2026 · 07 · 07

Pay for verified work, not tokens

The honest unit of a coding agent is the change that works, not the tokens it spent getting there.

A token is a strange thing to sell. It is the input, not the result, and for code the two come apart hard. A model can spend a great many tokens producing a change that does not compile, and very few producing one that ships. Priced by the token, the customer pays the same for both, and pays the most for the runs that wasted the most. The incentive points the wrong way.

The honest unit is the outcome: a change that is verified and accepted. That is what a person actually wanted, and it is the only thing worth charging for. But pricing purely on the accepted result has its own trap, because verified work carries a real cost that someone paid, whether or not the result was the one the customer hoped for. Real compute ran. Tests ran. Critics ran. Charging nothing for honest, working effort is neither sustainable nor, in its own way, honest.

So the charge is designed to follow the outcome in two plain layers. If real, checkable work happened, if the change compiled and the tests ran, you pay the cost of that compute, whether or not you keep the result, because the work was real. On top of that, and only if the change passed verification and you accepted it, sits a margin. And there is one ending that costs nothing at all: if the attempt crashed and produced nothing verifiable, the cost is ours, not yours.
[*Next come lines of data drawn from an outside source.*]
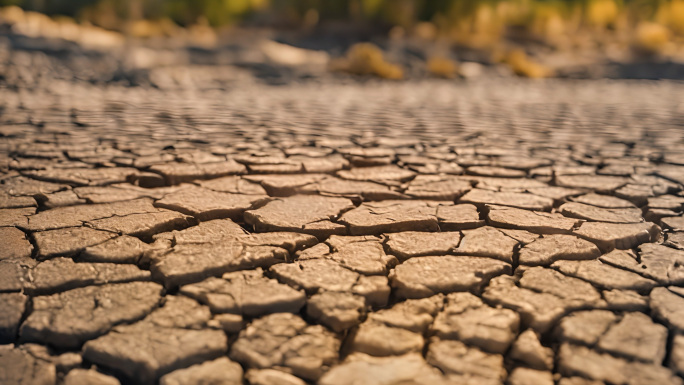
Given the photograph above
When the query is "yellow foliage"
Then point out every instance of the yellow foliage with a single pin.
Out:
(522, 65)
(425, 31)
(671, 14)
(651, 37)
(548, 22)
(442, 67)
(602, 13)
(366, 59)
(151, 28)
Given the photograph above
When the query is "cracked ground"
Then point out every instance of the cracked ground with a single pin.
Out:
(334, 232)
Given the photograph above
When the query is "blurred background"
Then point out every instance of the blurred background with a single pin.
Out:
(392, 39)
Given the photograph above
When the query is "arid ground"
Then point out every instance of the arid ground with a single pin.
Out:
(228, 220)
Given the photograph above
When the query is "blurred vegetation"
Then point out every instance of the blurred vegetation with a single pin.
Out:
(500, 27)
(485, 18)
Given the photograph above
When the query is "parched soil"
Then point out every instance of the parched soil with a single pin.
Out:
(340, 232)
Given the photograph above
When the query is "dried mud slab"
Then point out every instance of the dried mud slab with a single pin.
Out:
(410, 244)
(300, 213)
(371, 370)
(542, 298)
(608, 236)
(247, 293)
(221, 370)
(551, 248)
(13, 305)
(62, 274)
(426, 276)
(20, 368)
(391, 216)
(205, 204)
(582, 361)
(592, 213)
(525, 201)
(15, 244)
(533, 221)
(467, 319)
(71, 318)
(284, 339)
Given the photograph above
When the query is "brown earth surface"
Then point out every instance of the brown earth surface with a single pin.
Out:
(208, 226)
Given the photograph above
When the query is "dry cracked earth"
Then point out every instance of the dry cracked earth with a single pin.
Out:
(340, 233)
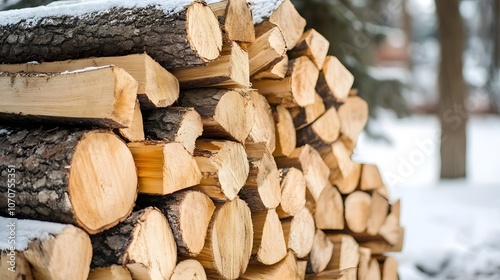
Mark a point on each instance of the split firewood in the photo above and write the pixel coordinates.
(373, 272)
(334, 82)
(329, 213)
(262, 187)
(143, 243)
(113, 272)
(296, 89)
(235, 18)
(175, 124)
(299, 232)
(188, 213)
(378, 213)
(321, 253)
(357, 211)
(285, 132)
(281, 14)
(225, 113)
(322, 132)
(293, 192)
(157, 87)
(370, 178)
(314, 168)
(189, 269)
(164, 167)
(14, 266)
(229, 241)
(345, 252)
(391, 229)
(313, 45)
(348, 183)
(308, 114)
(269, 245)
(364, 263)
(388, 268)
(353, 115)
(301, 269)
(224, 168)
(135, 132)
(285, 269)
(44, 250)
(68, 175)
(107, 101)
(345, 274)
(277, 72)
(266, 51)
(187, 34)
(380, 246)
(230, 69)
(263, 129)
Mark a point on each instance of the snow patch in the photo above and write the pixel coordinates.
(25, 231)
(84, 9)
(262, 9)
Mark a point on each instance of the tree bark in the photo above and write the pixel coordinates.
(262, 188)
(175, 124)
(188, 213)
(144, 243)
(225, 113)
(164, 167)
(190, 36)
(67, 175)
(452, 90)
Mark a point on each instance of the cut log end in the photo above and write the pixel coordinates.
(223, 164)
(229, 243)
(357, 211)
(293, 192)
(329, 212)
(321, 252)
(163, 167)
(285, 132)
(102, 161)
(299, 233)
(263, 129)
(189, 270)
(269, 241)
(61, 264)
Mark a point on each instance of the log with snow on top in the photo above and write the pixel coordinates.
(174, 33)
(157, 87)
(43, 250)
(143, 243)
(103, 96)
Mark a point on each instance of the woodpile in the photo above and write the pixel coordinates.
(185, 140)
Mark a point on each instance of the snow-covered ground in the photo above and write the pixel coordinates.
(452, 228)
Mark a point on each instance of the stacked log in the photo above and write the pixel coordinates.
(204, 141)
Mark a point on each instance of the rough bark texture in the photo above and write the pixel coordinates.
(176, 124)
(224, 114)
(40, 158)
(110, 246)
(171, 207)
(114, 32)
(452, 90)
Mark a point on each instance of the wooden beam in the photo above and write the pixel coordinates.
(107, 101)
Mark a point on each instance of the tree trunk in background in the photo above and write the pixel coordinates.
(452, 90)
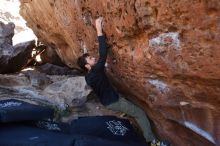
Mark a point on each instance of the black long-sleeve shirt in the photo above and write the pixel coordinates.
(97, 78)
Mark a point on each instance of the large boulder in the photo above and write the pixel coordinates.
(13, 58)
(60, 91)
(165, 54)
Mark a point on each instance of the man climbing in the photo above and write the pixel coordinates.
(97, 79)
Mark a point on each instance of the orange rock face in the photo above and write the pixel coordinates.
(165, 54)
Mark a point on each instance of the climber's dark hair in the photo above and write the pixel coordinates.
(82, 61)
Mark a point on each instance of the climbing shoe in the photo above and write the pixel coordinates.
(159, 143)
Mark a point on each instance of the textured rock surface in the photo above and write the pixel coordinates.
(9, 12)
(165, 54)
(59, 91)
(13, 58)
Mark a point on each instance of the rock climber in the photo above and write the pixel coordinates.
(96, 78)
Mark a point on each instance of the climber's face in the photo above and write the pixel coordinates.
(91, 61)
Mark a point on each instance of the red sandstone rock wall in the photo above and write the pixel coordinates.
(165, 53)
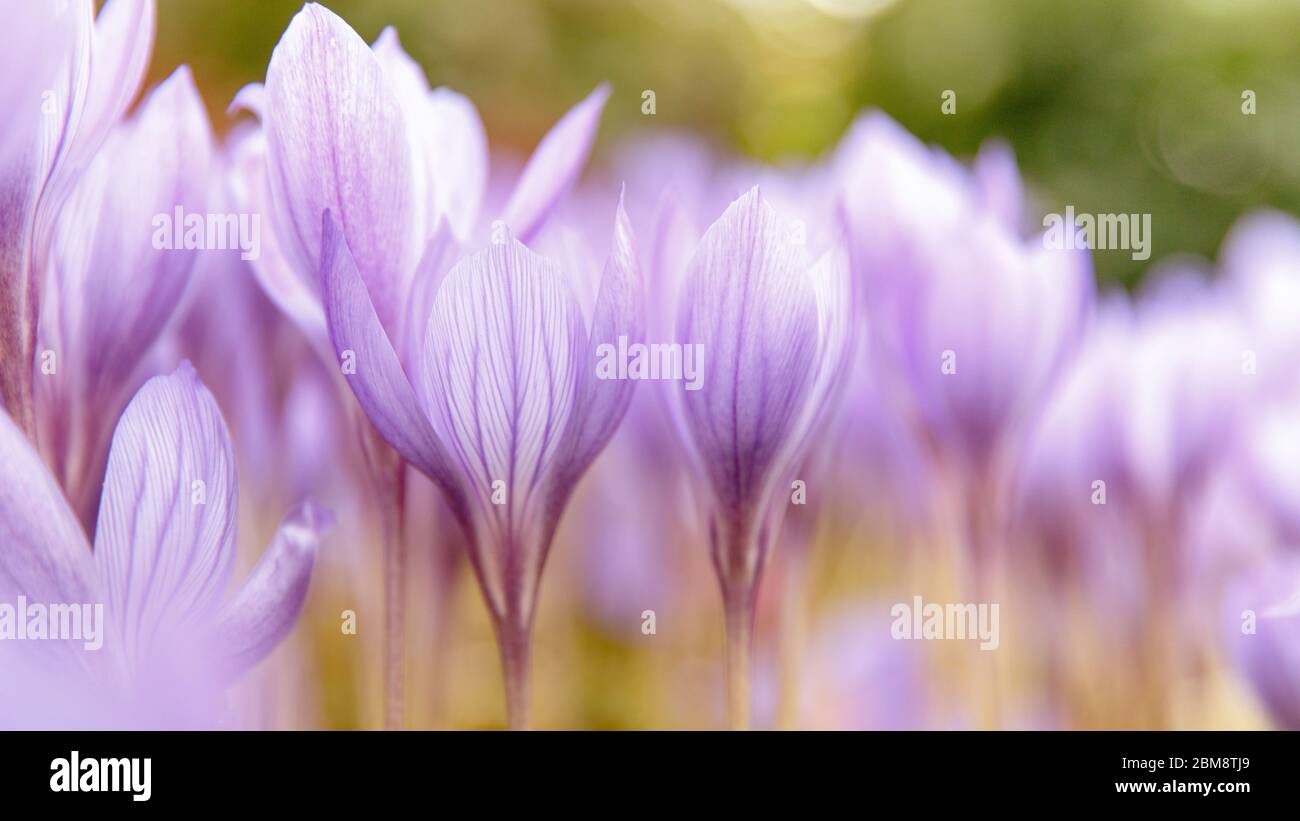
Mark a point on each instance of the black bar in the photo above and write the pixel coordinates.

What is meant to make that offer possible is the architecture, not a generous mood. A change is authored by one model, then attacked by critics from families that fail in different shapes, and checked against a verifier that is not a model at all but the compiler and the test suite. The point of that machinery is to make one ending, a crash that produced nothing, rare, so honest work should land in the verified, paid range rather than the unpaid one.

There is a longer game underneath. Every one of those decisions, the change, the outcome, the correction, is kept. The point of collecting it is to train models that reach the verified range more often on their own, that find a working answer sooner and waste fewer attempts getting there. The pricing and the data are the same loop seen from two sides: pay for what works, and learn from the difference between what worked and what did not.

We do not publish which models do the authoring or the checking, or the numbers behind the floor and the margin. The rule is simple: you should pay for verified work, never for a crash, and a premium only on a result you chose to keep.